In 1986, Farler became a professor of agricultural economics at the University of Arkansas at Monticello, where he taught for the next nine years.

“He just loved teaching and helping young people,”his son said.

However, Tom Farler said his father “always had an ulterior motive” - moving to Monticello meant more opportunities to hunt, sometimes with the students.

“He just loved being out in nature, getting away from people and the rat race,” his son said.

An avid fisherman, Farler enjoyed catching everything from smallmouth bass to trout.

Once, while Farler was backing a fishing boat into the White River, a friend didn’t hold the rope and it floated away. Even though it was a cold January day, Farler, then about 79, swam after it. A woman at a nearby house called rescue crews after seeing the boat and a “body” in the river, Tom Farler said.

True to his financially conservative nickname “Squeaky,” Farler refused to get into the ambulance after rescue crews got him back to the launch site.
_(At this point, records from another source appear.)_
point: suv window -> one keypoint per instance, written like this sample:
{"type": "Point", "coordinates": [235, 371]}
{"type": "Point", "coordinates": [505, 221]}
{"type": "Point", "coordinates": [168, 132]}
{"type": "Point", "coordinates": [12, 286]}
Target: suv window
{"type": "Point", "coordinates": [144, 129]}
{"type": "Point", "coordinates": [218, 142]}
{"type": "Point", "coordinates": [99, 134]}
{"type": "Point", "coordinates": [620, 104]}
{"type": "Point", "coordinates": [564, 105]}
“He said, ‘I knew they’d charge me, so I refused to get in there,’” his son said.

A lifelong learner and family man, Farler showed he cared in many ways, from teaching his twin grandsons how to waltz for their prom to giving each grandchild a tree to plant, his daughter said.

“He told me a couple days before he died ... ‘You know you’ve got to leave this world better than when you found it, and I think I’ve done that,’” Farler-Hoyt said.